Epit and his friends had lunch at his grandma's place. His grandma made special kari ayam kampong and his aunt at the stall prepared sambal udang with petai. He arrived home quite late in the afternoon.
Earlier during the week he called asking to have barbecue with his friends. I still have some tenderloin roast from raya already marinated and frozen. So it was just a matter of defrosting the beef and getting the the coal to burn.
Here we are enjoying the crisp evening tending the grill. Epit's taking the pic, yours truly monitoring, Ayong busy taking the grilled beef to the grandparents [10km away]
Here's Ayong beside Epit's friend. Especially to all mokcikz reading this blog, please note that the friend is a girl. Also it's not that the picture is not clear.

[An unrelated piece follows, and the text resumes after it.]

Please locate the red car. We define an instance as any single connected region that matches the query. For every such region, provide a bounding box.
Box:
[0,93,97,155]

It's the smoke from the grill.
Here they are enjoying the beef off the grill.
It was a pleasant evening. I got to see the other side of my children. Suddenly, I can see that my son is growing up. I was happy to note his efforts at taking charge of the situation. Most of all I was happy to see Ayong dispensing her duties naturally and comfortably.
The next morning, I made nasi dagang with chilly ikan tongkol and pineapple and cucumber salad on the side. I had this dish in Kemaman way back in the early nineties and I find that the nasi dagang is actually better with chilly ikan tongkol and fresh salad instead of the traditional 'gulai' which I find too rich. Well, Ayong didn't get to send some of the rice to grandma. It turned out to be a favourite with Epit and his friends. Anyway it was way past breakfast time.
2 comments:
how u make the chilly ikan tongkol?
share lah the recipe...
lorrr ... same with chilly cockles and chilly everything ... made with chilly of course ... ;p
as much chilly as you can take , onion, garlic and ginger. And the fish don't forget. throw everything into hot oil then put some water and simmer until it looks, smell and taste like the best chilly you've tasted. keep adding salt, sugar and tamarind juice to the desired taste.